Title Page Previous Next Contents | Country Reports >Grand Duchy of Luxembourg

Grand Duchy of Luxembourg

Constitutional Privacy Framework

Article 28 of the Constitution states, "(1) The secrecy of correspondence is inviolable. The law determines the agents responsible for the violation of the secrecy of correspondence entrusted to the postal services. (2) The law determines the guarantee to be afforded to the secrecy of telegrams."[3360]

Data Protection Framework

Luxembourg's Act concerning the Use of Nominal Data in Computer Processing was adopted in 1979.[3361] The law regulates individually identifiable automated personal records in both public and private computer files. All databanks including personal data have to be registered, and data subjects have the right to access their personal data and correct it if inaccurate. The law also requires licensing of systems used for the processing of personal data. The Commission nationale pour la protection des données (CNPD) set up a public online data processing register, which makes it possible to check if an authority, company, association, professional or self-employed worker is likely to hold information about an individual and if it has declared such processing to the CNPD.

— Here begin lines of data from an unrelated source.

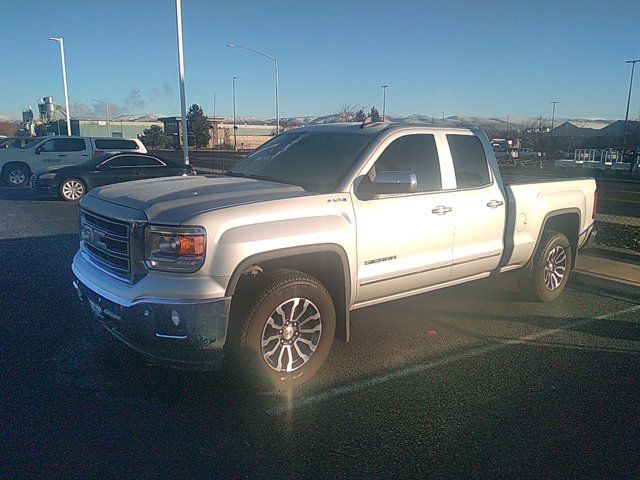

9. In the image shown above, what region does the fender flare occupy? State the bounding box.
[225,243,351,342]
[524,207,582,270]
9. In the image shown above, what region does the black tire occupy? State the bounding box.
[58,178,87,202]
[520,231,573,302]
[226,270,336,391]
[2,162,31,187]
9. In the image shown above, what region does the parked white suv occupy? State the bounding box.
[0,136,147,187]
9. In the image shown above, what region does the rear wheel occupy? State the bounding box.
[229,270,336,390]
[60,178,86,202]
[3,163,31,187]
[521,231,573,302]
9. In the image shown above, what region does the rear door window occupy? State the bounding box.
[95,138,139,150]
[40,138,87,152]
[447,135,491,188]
[136,156,165,167]
[102,155,139,168]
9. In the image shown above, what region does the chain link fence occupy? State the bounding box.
[149,150,250,173]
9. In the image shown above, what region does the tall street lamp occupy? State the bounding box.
[549,101,558,136]
[380,85,389,122]
[176,0,189,165]
[231,77,238,150]
[49,37,71,135]
[227,43,280,134]
[622,59,640,161]
[89,98,111,137]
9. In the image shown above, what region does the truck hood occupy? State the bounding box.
[88,175,315,225]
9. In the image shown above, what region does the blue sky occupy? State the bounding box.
[0,0,640,118]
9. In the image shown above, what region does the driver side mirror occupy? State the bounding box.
[358,172,418,199]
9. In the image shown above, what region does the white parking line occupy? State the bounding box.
[268,305,640,415]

The Data Protection Act of 2002[3362] governs the processing and use of personal data. It implements the European Union (EU) Data Protection Directive (1995/46/EC).[3363] The law[3364] went beyond the framework of the EU directive by covering not only natural, but also moral, persons. It contains specific provisions on the processing of medical data by health services,[3365] the processing of personal data for surveillance purposes[3366] and in the workplace.[3367] A 2006 draft law would curtail the requirements, which are not considered essential for the protection of freedom and fundamental rights of citizens.[3368] In addition, the draft law would cover only natural persons. However, in April 2004, the European Commission threatened legal action against Luxembourg and seven other countries for failing to incorporate the EU Directive on Privacy and Electronic Communications (2002/58/EC).[3369]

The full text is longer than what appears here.